Thunderstorm Wind — Marion, Kentucky
2023-07-29 · near Lebanon, Marion, Kentucky
Event narrative
Trees were blown over by strong winds on the north side of Lebanon, including on St. Rose Road and Radio Station Road. There was damage to a barn and the roof of a house on St. Rose Road.
Wider weather episode
Northwest flow in the mid- and upper-levels of the atmosphere placed central Kentucky and southern Indiana on the edge of a ring of fire type pattern for several days at the end of July 2023. While most of the waves of convection remained to the north of the area thanks to building ridging aloft July 27th into the 28th, thunderstorms on July 27th clipped the Kentucky Bluegrass region. The primary impact from these storms were heavy amounts of rainfall, with over 5 inches of rain being reported at a CoCoRaHS station in Nicholas County. This resulted in scattered instances of flash flooding across Nicholas, Harrison, and Bourbon County, Kentucky late in the evening on July 27th into the early morning hours on July 28th. Sadly, one fatality resulted from a home being swept away in Nicholas County.

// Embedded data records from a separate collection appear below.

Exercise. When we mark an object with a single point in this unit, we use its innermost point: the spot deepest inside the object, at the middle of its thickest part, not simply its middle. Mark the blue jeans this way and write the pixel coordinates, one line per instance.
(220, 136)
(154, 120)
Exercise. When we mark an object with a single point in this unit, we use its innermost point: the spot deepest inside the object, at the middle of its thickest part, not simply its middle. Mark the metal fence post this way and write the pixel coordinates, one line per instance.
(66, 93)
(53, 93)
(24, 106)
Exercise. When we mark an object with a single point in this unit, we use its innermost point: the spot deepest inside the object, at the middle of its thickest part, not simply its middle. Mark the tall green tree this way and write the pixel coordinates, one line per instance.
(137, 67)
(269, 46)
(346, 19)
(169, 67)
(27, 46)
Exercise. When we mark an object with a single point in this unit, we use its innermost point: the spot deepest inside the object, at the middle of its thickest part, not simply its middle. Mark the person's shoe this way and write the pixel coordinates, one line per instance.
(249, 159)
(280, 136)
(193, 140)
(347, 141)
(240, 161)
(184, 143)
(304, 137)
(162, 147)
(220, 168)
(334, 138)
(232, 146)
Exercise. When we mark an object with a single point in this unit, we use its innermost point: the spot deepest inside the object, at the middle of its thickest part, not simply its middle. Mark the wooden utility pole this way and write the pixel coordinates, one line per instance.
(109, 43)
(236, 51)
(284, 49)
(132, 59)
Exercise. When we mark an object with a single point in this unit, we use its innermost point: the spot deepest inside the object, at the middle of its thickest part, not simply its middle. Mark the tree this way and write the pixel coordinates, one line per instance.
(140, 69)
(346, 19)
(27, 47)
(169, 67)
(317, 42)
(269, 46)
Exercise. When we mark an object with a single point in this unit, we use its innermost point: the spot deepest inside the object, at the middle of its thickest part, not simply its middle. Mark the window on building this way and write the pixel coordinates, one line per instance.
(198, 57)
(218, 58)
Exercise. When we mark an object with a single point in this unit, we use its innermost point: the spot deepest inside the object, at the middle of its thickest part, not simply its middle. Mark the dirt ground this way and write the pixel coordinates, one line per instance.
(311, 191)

Otherwise, conditions were mainly quiet across the region until the early morning hours of July 29th, when a mid-level trough began to dig southwestward into the Ohio Valley, allowing a surface frontal boundary to sink closer to the region, placing central Kentucky and southern Indiana into a more convectively active domain. A bowing mesoscale convective system moved from the mid-Mississippi valley eastward into Kentucky and extreme southern Indiana during the late evening hours on July 29th. While this system was generally dissipating as it moved through the area, it still retained enough strength to cause sporadic wind damage across central Kentucky and southern Indiana.